A possible exhaust insert is not meaningful mitigation unless residents can see and hear the result.
On 25 June 2026, after further follow-up emails from residents, Checkers phoned again and presented a possible exhaust insert for noisy delivery motorbikes as good news. Residents still have not received the simple routing relief they have repeatedly requested: keep high-frequency Checkers Sixty60 delivery traffic on nearby main roads wherever possible, instead of sending repeated motorbike passes through a residential shortcut.
- Residents were told that exhaust inserts are being considered or fitted to reduce noise.
- No public technical specification, before-and-after decibel result, rollout date, or enforcement plan has been provided.
- The affected residential route is still being used repeatedly while main-road alternatives exist.
- The immediate ask remains unchanged: reduce passes through the residential street, use quieter vehicles, and prove the result with measurable change.
Date: 26 June 2026
Privacy note: staff names, private phone details, exact street details, and identifying rider information are not published here. This update documents the latest reported response from Checkers Sixty60 and why residents do not regard it as a substitute for routing relief.
After another series of follow-up emails, including a frustrated escalation from the affected resident, Checkers phoned again on 25 June 2026.
The message was presented as good news. Residents were told that Checkers is looking at inserts for the exhausts of the noisy delivery motorbikes, or that these inserts are being fitted, to make the bikes quieter.
If Checkers has a real technical fix that materially reduces noise, residents will welcome evidence of that. But this cannot be accepted as meaningful mitigation just because it is described as an investment or as good news over the phone.
The residential noise problem is still happening today, 26 June 2026.
The route-change request is still being avoided
The core request has been consistent for months: stop using the affected residential street as a high-frequency shortcut when main-road alternatives exist.
Residents are not asking Checkers Sixty60 to stop delivering in the area. We are asking the company to stop sending repeated delivery-bike traffic past homes that are being forced to absorb the noise all day, especially when practical main-road alternatives have already been supplied.

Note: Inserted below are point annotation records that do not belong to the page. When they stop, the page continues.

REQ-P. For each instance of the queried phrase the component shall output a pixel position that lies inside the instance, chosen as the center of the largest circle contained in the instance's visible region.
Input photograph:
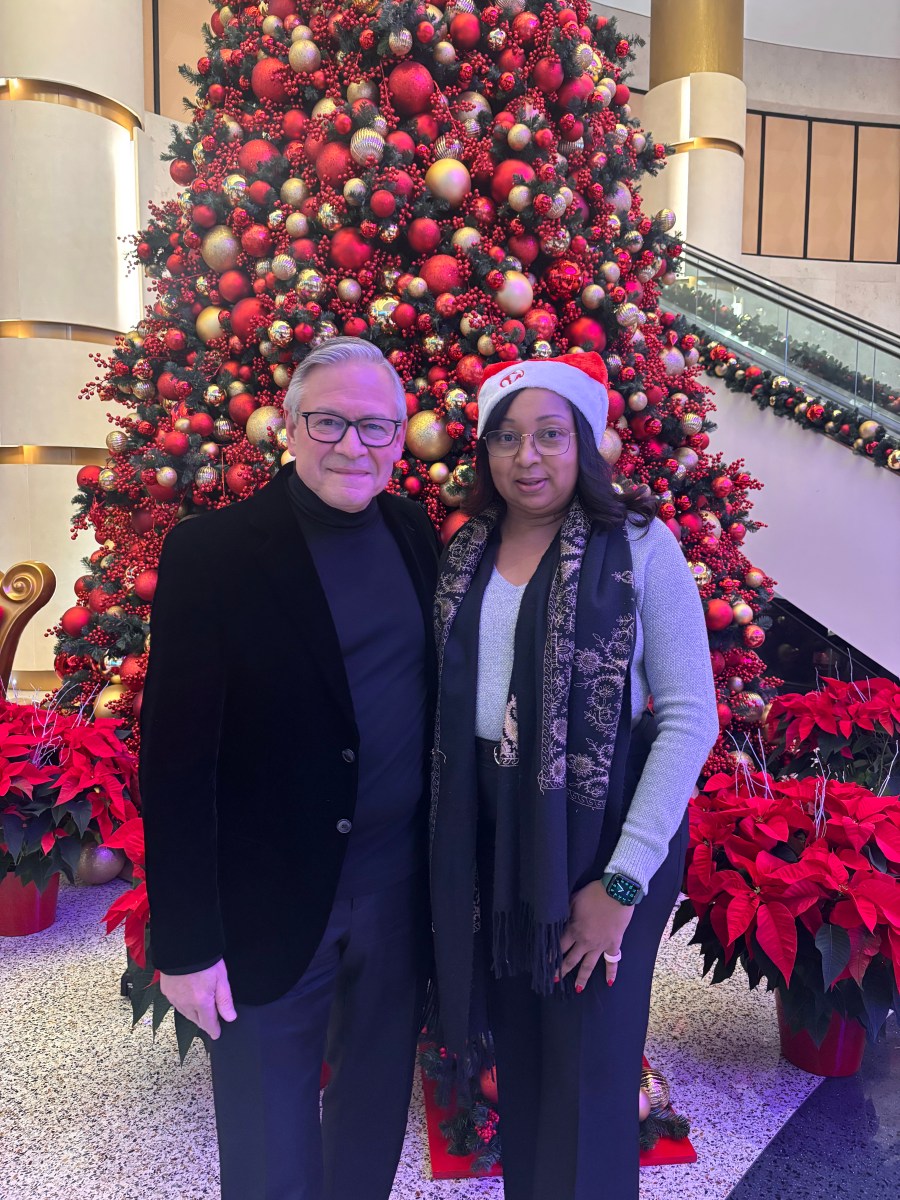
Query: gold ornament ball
(294, 191)
(235, 189)
(310, 283)
(283, 267)
(109, 694)
(450, 495)
(449, 179)
(466, 238)
(400, 42)
(655, 1085)
(519, 136)
(610, 447)
(220, 249)
(263, 423)
(297, 225)
(207, 323)
(366, 147)
(381, 310)
(515, 295)
(304, 57)
(349, 291)
(427, 437)
(204, 477)
(593, 295)
(99, 864)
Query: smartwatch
(622, 888)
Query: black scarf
(564, 744)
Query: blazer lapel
(294, 586)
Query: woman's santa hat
(580, 378)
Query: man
(283, 747)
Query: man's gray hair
(333, 353)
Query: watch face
(623, 889)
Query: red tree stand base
(840, 1054)
(445, 1165)
(24, 910)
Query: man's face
(346, 474)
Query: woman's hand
(597, 925)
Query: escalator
(832, 517)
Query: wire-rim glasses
(372, 431)
(550, 441)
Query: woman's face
(537, 486)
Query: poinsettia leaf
(877, 999)
(13, 833)
(777, 935)
(833, 943)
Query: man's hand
(597, 925)
(202, 996)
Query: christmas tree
(456, 184)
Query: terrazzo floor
(90, 1110)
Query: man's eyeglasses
(550, 441)
(372, 431)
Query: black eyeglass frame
(533, 435)
(347, 425)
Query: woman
(558, 802)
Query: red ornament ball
(239, 478)
(411, 87)
(349, 250)
(267, 81)
(442, 273)
(75, 621)
(719, 615)
(255, 154)
(246, 317)
(424, 235)
(145, 586)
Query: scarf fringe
(523, 946)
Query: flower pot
(23, 909)
(840, 1054)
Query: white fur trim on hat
(586, 394)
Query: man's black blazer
(249, 741)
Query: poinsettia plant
(132, 911)
(849, 730)
(64, 780)
(798, 881)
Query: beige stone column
(71, 101)
(697, 101)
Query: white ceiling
(869, 27)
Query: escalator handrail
(870, 335)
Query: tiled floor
(90, 1110)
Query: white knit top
(671, 664)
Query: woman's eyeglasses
(550, 441)
(372, 431)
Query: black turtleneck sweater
(382, 634)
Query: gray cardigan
(671, 664)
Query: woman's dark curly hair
(603, 504)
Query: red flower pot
(840, 1054)
(23, 909)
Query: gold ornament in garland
(427, 437)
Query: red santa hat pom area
(580, 378)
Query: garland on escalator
(774, 393)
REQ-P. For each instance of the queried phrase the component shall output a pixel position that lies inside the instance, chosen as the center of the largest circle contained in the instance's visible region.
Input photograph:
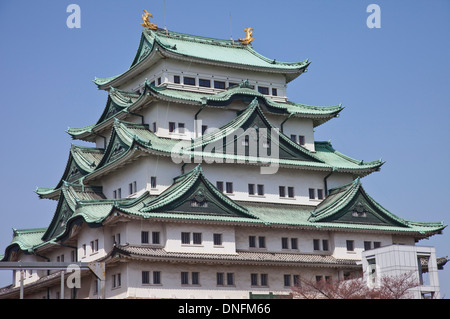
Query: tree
(390, 287)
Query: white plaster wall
(396, 260)
(168, 68)
(340, 243)
(242, 175)
(141, 171)
(171, 287)
(173, 242)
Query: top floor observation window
(188, 80)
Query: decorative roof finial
(248, 38)
(146, 18)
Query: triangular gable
(58, 224)
(116, 148)
(144, 49)
(73, 170)
(251, 134)
(192, 193)
(351, 204)
(110, 110)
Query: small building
(419, 263)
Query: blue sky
(393, 81)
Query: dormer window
(204, 83)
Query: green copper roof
(193, 197)
(128, 101)
(193, 193)
(157, 44)
(127, 138)
(82, 160)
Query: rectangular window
(350, 245)
(184, 278)
(188, 80)
(185, 238)
(287, 280)
(219, 279)
(312, 194)
(263, 90)
(155, 237)
(197, 238)
(156, 277)
(264, 280)
(251, 241)
(217, 238)
(325, 245)
(145, 277)
(262, 242)
(274, 92)
(282, 190)
(260, 190)
(284, 243)
(144, 237)
(219, 85)
(294, 138)
(254, 279)
(181, 128)
(172, 127)
(294, 243)
(316, 244)
(251, 189)
(320, 193)
(301, 140)
(291, 192)
(204, 83)
(119, 280)
(153, 182)
(296, 280)
(195, 278)
(116, 239)
(230, 279)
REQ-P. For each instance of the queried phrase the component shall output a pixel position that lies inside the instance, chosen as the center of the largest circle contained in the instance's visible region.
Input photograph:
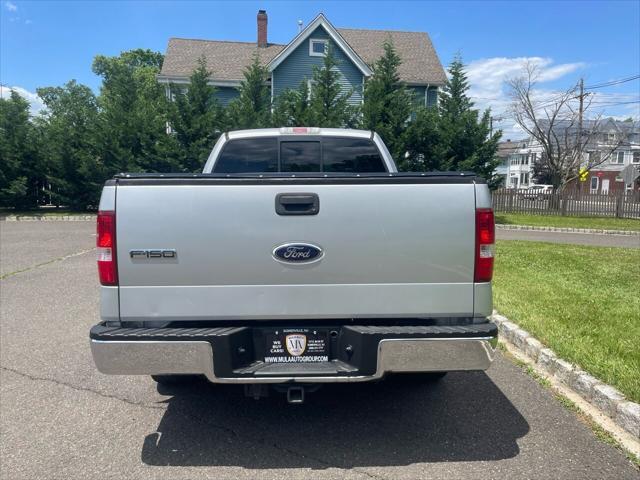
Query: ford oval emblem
(297, 253)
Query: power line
(612, 82)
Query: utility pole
(580, 115)
(580, 110)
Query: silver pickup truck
(300, 256)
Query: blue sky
(47, 43)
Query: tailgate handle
(297, 204)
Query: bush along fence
(569, 202)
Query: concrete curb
(605, 398)
(48, 218)
(502, 226)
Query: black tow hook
(295, 395)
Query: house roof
(321, 21)
(227, 60)
(420, 63)
(507, 148)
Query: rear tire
(176, 379)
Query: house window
(318, 48)
(617, 157)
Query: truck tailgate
(390, 249)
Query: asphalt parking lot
(60, 418)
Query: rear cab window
(300, 155)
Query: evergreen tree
(468, 143)
(328, 104)
(388, 103)
(75, 173)
(424, 143)
(131, 133)
(196, 119)
(252, 108)
(21, 176)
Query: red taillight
(106, 243)
(485, 245)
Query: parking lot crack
(48, 262)
(81, 389)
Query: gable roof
(227, 60)
(322, 21)
(420, 62)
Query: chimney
(262, 28)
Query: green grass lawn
(581, 301)
(570, 222)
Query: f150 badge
(154, 253)
(297, 253)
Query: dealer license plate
(296, 345)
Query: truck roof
(270, 132)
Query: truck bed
(393, 245)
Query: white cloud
(487, 87)
(36, 104)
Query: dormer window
(318, 48)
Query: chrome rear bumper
(119, 357)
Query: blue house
(356, 50)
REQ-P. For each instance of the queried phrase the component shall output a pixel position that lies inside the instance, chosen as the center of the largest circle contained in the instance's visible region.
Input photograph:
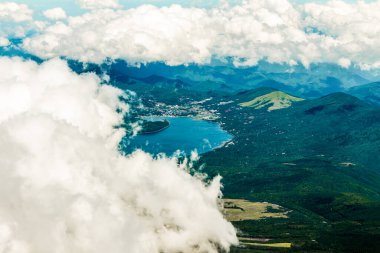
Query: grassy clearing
(274, 101)
(240, 210)
(271, 245)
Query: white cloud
(98, 4)
(63, 182)
(10, 11)
(274, 30)
(55, 13)
(4, 42)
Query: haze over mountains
(293, 88)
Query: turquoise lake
(184, 134)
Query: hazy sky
(72, 8)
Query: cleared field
(240, 210)
(271, 245)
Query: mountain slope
(272, 101)
(318, 158)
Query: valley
(316, 158)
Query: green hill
(318, 158)
(272, 101)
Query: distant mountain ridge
(368, 92)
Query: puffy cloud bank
(253, 30)
(98, 4)
(55, 14)
(66, 188)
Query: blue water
(184, 134)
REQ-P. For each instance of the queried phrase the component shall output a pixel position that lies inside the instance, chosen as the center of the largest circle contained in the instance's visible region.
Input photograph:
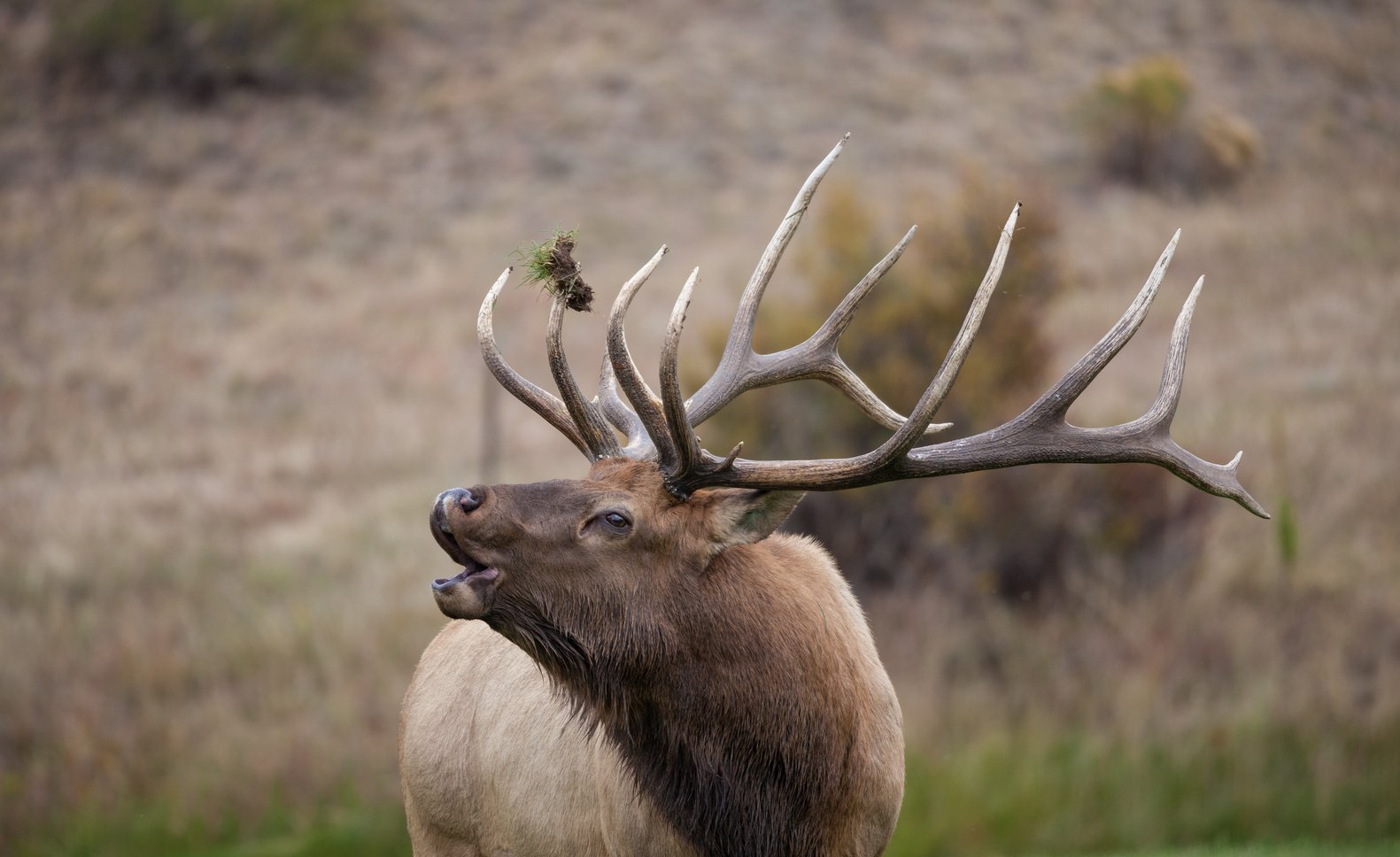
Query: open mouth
(472, 570)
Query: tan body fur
(762, 647)
(494, 762)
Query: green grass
(344, 832)
(1077, 794)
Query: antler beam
(664, 428)
(1040, 435)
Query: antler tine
(1059, 398)
(682, 436)
(815, 358)
(609, 401)
(537, 399)
(738, 349)
(908, 435)
(643, 401)
(1040, 435)
(590, 421)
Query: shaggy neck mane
(727, 716)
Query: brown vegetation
(236, 359)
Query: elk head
(734, 671)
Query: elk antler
(664, 428)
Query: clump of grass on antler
(552, 264)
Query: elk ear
(745, 515)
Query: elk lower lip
(472, 572)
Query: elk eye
(616, 521)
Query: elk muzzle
(471, 592)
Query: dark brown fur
(731, 671)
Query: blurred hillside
(236, 361)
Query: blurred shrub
(1147, 130)
(1016, 532)
(204, 48)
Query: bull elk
(657, 671)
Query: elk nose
(464, 498)
(468, 500)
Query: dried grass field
(236, 363)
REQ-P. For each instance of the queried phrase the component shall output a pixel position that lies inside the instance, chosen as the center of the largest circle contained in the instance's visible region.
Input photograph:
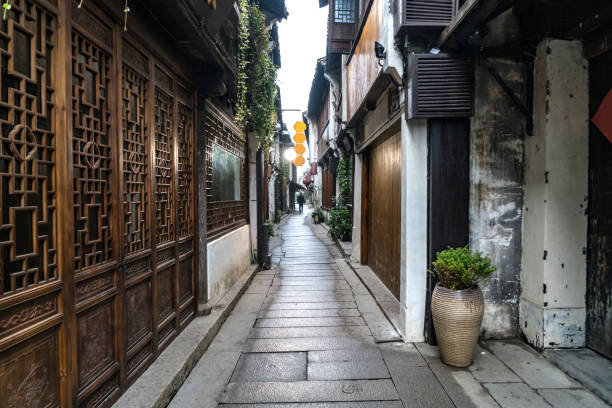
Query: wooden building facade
(98, 178)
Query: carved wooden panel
(28, 255)
(185, 196)
(138, 359)
(91, 145)
(27, 313)
(135, 162)
(138, 313)
(103, 395)
(164, 145)
(186, 279)
(90, 287)
(223, 216)
(29, 374)
(165, 297)
(96, 341)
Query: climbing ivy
(340, 222)
(255, 108)
(345, 180)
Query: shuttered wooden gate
(383, 198)
(97, 206)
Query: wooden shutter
(426, 15)
(440, 86)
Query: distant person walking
(301, 200)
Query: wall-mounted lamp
(380, 52)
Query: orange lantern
(299, 127)
(299, 138)
(299, 161)
(299, 149)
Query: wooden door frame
(459, 140)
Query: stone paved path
(308, 334)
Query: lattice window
(224, 215)
(91, 78)
(344, 11)
(135, 162)
(164, 145)
(185, 171)
(28, 254)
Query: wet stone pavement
(309, 334)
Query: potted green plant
(457, 303)
(317, 216)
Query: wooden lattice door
(97, 207)
(31, 287)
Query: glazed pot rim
(459, 291)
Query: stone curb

An exhaust insert does not answer that request. Even if every affected bike became somewhat quieter, residents would still be left with repeated motorbike passes, acceleration on an incline, stop-street behaviour concerns, and the constant interruption of what should be a normal residential street.
Noise reduction at the exhaust may be one part of a responsible fleet standard. It is not a replacement for routing accountability.
Residents need evidence, not another assurance
At this point, residents cannot reasonably be expected to accept another verbal reassurance as a solution.
If Checkers believes exhaust inserts will materially reduce the problem, then the company should publish or provide the practical details:
- What exactly is being fitted to the motorbikes?
- Which bikes and delivery partners are included?
- When will the affected local fleet be fitted?
- What before-and-after noise testing has been done?
- What decibel reduction is expected under real residential riding conditions?
- How will Checkers verify that the inserts remain fitted and effective?
Without those answers, residents are being asked to treat an unspecified technical change as progress while the street-level conditions remain unchanged.
The volume of passes is the problem too
This is not only about the sound of one individual bike.
The harm comes from repetition. Residents have documented and reported days with delivery-bike pass counts in the hundreds, including resident reports of days approaching 300 passes. On 10 May 2026, a reviewed Sunday trial recorded 171 Checkers Sixty60 delivery-bike passes in only eight hours. Other days have appeared worse, and residents have repeatedly reported activity that feels relentless from morning into evening.
Even where a single motorbike is marginally quieter, a residential street should not be treated as an acceptable route for hundreds of delivery-bike passes when nearby main roads exist.
That is the part Checkers still appears unwilling to confront. The question is not only whether a bike can be made slightly quieter. The question is why this volume of commercial delivery traffic is still being pushed past homes instead of managed onto more appropriate roads.
The current situation is still unacceptable
Residents continue to report constant Checkers Sixty60 delivery-bike noise through the affected residential street. Riders are still being observed using the route, including around stop streets, while the simple alternative of main-road routing remains unresolved.
That leaves two uncomfortable possibilities. Either Checkers has not properly instructed and enforced the route change, or it does not have effective control over the routing behaviour of the delivery operation it benefits from. Neither answer is acceptable for residents living with the outcome.
It is not enough to describe a low-visibility technical tweak as good news while refusing to solve the route problem that residents have clearly explained, mapped, and escalated.
The ask remains practical and measurable:
- Use main roads wherever possible instead of the affected residential shortcut.
- Stop using loud BigBoy Velocity motorbikes for high-frequency residential delivery routes.
- Provide before-and-after evidence for any exhaust modification being presented as mitigation.
- Set a clear target for reducing residential delivery-bike passes through this street.
- Report back with measurable change, not another phone call framed as good news.